Danger-Spotter: Empowering Frightened Kids

Danger-Spotter: Empowering Frightened Kids

For parents whose children are unnerved after having witnessed or even after just hearing about scary events the most important message I have for you is this:

Listen, empathize, and trust in your child's resilience. 

With your trust, support and coaching, your child can find ways to overcome any challenge and will develop valuable STRENGTHs as a result. After all, bravery and courage only show up when a person feels afraid and acts anyway. The same actions taken without fear may be noble, heroic, or even just normal, like turning on a light in a dark room. When a frightened child does it, it's brave. When you do it, it's normal. Watching for hidden STRENGTHs and pointing them out will build your child's confidence and yours, in little moments and big.

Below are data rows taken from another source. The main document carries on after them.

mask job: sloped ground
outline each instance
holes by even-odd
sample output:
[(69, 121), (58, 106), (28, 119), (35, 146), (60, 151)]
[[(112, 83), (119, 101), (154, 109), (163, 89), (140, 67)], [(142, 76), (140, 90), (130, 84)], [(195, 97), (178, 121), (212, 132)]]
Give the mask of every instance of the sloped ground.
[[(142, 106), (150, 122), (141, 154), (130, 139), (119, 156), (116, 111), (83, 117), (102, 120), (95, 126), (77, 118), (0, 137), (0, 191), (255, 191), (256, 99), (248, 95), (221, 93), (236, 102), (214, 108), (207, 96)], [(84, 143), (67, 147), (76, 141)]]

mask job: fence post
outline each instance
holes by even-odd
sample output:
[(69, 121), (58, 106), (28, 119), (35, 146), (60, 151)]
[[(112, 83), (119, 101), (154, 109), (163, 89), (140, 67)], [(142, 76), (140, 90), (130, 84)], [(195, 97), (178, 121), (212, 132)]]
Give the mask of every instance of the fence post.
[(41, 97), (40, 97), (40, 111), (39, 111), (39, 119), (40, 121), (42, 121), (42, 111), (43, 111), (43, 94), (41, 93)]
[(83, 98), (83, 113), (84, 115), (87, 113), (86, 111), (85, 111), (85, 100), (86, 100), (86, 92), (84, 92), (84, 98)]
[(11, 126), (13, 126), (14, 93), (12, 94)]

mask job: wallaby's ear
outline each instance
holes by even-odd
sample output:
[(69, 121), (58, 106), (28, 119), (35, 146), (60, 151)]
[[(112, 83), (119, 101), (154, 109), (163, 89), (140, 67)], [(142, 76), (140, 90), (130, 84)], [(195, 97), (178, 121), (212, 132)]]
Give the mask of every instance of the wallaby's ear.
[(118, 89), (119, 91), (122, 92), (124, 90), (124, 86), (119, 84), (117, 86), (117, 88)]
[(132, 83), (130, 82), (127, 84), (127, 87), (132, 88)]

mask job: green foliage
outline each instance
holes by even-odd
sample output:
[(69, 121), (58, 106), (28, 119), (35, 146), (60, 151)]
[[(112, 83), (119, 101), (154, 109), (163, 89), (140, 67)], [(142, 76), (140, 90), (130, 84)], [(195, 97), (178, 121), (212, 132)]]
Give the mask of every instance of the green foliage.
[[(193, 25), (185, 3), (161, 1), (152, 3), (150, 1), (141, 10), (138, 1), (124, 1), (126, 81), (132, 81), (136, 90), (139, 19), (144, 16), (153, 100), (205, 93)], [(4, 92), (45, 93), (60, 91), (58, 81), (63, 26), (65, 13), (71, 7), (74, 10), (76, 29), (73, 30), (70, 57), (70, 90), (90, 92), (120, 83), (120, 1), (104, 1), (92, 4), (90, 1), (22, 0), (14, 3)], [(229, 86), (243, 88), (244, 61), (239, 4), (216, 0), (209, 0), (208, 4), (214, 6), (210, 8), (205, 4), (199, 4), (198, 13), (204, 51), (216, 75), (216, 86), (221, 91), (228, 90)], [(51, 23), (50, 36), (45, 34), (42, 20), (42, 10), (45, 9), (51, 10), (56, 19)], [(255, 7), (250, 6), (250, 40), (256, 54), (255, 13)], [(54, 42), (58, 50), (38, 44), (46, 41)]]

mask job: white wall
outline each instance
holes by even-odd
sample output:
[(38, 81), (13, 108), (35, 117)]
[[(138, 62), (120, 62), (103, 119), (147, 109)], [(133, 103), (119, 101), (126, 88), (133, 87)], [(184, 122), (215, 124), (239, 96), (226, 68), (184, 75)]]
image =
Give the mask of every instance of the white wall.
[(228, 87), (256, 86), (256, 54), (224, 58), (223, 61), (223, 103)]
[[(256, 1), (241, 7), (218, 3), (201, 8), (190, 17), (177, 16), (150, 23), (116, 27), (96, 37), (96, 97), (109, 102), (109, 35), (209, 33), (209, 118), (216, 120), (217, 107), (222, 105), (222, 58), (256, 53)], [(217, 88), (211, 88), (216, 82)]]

For example, at age 4 one child I know witnessed a violent attack on her mother at night where the attacker seemed to come out of nowhere. Afterwards, one of the changes I saw in her was that she became easily spooked by unexpected noises, first just at night, but then also during the day.

While a heightened awareness of sounds is actually a brilliant self-protective response for staying safe in the dark, the child didn't see it that way. She felt frightened and vulnerable day and night until I pointed it out as the STRENGTH "danger-spotter" and took her for an afternoon walk in the woods to practice "danger-spotting." She immediately turned our walk into a fantasy adventure where she spotted all kinds of scary things like "wolves" (dogs barking), "pterodactyls" (birds cawing), and even a "jaguar" (leaves rustling). As a danger-spotter, she felt empowered and brave instead of helpless. The shift was immediate, lasting and a good first step. 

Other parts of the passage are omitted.